Spain's footballers union threatened on Wednesday to strike over controversial plans to play a La Liga match in the United States, blasting a decision based only on "money and business".
"We are tired of these unilateral decisions that directly affect the players like this plan of playing outside Spain," said David Aganzo, the president of the players union (AFE) after a meeting attended by a host of stars including Real Madrid's Sergio Ramos and Barcelona's Sergio Busquets.
Spain's La Liga announced last Thursday that they planned to stage a match in North America as part of an expansion drive.
The teams and the venue were not disclosed but El Pais newspaper said the match would take place over the coming 2018-19 season and would probably feature either Barcelona or Real Madrid as one of the teams.
Aganzo said Wednesday that the AFE planned to meet La Liga chiefs in September to try and convince officials to give up on the plan.

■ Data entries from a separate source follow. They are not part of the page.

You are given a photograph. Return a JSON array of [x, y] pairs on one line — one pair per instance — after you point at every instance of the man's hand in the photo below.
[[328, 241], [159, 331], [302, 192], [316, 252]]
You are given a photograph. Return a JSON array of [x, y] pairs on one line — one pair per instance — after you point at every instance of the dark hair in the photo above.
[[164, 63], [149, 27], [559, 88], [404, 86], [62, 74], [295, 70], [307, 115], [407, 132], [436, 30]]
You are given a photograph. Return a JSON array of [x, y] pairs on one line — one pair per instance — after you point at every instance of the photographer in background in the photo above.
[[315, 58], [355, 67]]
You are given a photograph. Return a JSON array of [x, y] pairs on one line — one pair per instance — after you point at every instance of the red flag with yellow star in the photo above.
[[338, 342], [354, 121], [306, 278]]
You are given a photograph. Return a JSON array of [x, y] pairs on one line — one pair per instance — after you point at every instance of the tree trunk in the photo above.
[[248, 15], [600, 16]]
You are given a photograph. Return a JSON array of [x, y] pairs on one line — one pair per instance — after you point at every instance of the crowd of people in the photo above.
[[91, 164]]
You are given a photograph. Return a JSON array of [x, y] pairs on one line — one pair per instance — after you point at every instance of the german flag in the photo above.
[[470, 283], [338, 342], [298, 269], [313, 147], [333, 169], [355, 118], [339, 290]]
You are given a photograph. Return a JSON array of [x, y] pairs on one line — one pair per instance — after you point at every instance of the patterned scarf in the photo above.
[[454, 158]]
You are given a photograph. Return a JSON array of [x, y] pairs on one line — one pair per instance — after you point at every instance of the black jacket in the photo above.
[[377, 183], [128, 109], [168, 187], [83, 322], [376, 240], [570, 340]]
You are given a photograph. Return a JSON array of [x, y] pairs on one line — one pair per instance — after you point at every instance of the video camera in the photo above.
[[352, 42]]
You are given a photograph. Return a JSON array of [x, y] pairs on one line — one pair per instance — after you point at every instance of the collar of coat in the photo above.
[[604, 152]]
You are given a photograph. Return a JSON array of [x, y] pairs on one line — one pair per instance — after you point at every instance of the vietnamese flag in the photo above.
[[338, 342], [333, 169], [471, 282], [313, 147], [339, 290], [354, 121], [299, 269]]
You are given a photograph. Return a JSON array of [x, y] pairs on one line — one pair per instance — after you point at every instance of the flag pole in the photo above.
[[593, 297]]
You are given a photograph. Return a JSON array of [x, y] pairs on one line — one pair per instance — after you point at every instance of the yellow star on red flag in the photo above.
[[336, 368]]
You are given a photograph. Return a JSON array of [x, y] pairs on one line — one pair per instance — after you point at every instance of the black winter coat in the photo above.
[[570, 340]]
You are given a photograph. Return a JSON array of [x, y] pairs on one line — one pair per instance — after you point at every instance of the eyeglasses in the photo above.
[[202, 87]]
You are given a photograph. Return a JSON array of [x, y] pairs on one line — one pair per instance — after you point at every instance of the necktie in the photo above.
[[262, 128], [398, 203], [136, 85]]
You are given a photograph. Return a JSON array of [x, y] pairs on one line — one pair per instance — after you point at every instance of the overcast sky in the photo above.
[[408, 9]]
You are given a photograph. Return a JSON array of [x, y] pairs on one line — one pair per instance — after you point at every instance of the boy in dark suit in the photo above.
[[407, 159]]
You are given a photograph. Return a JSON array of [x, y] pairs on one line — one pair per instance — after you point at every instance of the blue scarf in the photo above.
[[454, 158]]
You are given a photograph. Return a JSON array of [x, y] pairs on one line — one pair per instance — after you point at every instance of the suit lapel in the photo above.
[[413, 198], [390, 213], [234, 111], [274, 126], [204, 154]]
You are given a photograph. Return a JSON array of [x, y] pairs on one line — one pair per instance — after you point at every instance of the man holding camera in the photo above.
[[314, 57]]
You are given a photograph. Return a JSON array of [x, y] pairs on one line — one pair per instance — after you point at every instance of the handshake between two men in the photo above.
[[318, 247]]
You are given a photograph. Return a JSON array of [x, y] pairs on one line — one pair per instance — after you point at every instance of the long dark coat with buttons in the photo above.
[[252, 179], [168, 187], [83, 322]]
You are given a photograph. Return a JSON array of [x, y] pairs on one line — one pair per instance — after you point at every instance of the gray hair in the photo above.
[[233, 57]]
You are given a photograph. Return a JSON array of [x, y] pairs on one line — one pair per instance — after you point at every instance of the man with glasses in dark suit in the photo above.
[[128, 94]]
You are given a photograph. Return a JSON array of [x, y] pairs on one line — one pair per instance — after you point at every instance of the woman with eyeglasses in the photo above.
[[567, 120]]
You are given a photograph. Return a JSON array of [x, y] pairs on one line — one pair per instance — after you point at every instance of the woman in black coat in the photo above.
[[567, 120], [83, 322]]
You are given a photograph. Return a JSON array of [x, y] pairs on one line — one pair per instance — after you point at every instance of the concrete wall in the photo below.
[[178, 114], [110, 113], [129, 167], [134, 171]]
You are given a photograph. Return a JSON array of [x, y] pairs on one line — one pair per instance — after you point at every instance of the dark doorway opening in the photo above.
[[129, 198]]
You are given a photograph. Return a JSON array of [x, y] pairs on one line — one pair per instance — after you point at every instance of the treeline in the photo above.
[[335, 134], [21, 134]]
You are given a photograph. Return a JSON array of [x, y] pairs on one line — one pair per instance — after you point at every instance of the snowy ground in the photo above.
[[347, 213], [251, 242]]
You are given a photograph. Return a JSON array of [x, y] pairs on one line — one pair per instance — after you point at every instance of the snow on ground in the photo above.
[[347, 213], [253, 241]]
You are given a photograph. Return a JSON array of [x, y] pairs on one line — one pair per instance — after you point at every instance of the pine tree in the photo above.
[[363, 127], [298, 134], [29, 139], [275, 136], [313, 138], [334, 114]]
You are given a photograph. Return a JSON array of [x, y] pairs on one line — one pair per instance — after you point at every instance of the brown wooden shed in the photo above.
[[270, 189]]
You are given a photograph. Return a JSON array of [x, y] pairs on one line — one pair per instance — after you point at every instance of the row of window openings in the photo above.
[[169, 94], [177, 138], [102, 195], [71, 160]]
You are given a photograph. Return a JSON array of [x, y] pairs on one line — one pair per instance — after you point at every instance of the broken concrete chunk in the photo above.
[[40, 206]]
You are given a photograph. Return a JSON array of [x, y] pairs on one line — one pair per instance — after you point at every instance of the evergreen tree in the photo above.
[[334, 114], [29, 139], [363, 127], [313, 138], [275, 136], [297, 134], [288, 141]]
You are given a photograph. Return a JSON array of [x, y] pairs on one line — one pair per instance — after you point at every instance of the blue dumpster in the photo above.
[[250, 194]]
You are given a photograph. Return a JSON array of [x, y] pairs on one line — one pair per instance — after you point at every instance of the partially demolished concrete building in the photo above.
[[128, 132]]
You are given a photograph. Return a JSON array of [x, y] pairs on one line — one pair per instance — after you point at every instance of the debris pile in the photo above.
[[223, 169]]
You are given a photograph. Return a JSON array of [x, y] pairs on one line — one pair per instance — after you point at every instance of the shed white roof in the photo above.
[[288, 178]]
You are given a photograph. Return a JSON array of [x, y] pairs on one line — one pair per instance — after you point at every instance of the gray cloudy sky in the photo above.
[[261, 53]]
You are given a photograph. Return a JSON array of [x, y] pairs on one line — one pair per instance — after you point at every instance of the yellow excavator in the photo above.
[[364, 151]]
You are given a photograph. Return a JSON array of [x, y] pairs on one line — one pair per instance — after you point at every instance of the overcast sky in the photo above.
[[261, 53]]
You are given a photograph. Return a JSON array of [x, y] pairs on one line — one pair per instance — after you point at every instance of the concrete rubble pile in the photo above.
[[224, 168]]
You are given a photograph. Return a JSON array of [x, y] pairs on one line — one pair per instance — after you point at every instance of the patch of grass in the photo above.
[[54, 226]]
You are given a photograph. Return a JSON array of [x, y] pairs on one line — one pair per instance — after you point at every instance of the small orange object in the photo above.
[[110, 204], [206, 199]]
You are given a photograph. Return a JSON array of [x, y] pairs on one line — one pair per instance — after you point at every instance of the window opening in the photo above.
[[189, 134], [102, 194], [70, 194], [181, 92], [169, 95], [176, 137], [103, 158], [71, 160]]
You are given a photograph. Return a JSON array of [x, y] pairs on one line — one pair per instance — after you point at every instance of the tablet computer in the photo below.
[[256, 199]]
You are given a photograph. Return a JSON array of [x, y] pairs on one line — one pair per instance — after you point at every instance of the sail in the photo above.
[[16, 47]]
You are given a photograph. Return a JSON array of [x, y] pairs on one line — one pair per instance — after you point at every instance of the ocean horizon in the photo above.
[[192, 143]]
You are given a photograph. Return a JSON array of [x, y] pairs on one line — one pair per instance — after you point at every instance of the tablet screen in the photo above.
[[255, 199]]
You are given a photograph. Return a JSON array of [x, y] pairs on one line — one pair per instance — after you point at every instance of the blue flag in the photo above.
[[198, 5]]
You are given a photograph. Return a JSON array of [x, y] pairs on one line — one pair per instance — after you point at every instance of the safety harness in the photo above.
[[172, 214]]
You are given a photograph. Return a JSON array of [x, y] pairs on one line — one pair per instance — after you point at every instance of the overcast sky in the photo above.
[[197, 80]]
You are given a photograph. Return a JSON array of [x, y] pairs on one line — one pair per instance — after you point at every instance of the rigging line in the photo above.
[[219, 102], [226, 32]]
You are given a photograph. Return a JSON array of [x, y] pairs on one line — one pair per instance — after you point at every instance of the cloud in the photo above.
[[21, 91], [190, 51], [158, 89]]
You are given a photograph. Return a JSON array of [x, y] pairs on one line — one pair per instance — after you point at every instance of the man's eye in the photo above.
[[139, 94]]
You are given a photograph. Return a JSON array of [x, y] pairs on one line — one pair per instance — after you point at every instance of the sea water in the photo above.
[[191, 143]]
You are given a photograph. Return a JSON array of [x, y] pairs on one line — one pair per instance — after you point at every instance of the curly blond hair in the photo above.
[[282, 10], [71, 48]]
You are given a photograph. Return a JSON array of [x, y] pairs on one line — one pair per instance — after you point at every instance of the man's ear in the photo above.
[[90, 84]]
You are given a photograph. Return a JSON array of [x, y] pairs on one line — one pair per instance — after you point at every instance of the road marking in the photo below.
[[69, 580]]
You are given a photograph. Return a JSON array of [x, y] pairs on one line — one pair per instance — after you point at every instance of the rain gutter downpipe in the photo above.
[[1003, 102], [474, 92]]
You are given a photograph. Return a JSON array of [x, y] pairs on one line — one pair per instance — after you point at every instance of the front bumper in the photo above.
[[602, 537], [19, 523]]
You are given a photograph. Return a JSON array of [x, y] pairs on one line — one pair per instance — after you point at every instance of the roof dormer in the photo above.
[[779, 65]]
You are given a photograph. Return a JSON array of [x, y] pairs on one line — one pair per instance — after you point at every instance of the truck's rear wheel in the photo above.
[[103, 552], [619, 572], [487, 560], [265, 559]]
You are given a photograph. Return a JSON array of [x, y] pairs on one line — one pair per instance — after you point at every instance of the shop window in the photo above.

If not, at the "end of September or the beginning of October we will have to start acting," said Aganzo adding the union was "prepared to go to the end", evoking the possibility of a "strike".
"We are used to seeing football played only for money and business," added Aganzo who said Liga officials no longer take into account "the health and risk for the players".
The national supporters federation (FASFE) have described the plan to move a match to the United States as an "aberration".
La Liga earned 3.6 billion euros in revenues during the 2016-2017 season, nearly 40% of which came from TV rights and generated a pre-tax profit of 234 million euros.
For the 2017-2018 season, La Liga said it hoped to exceed for the first time the four-billion-euro mark in revenue.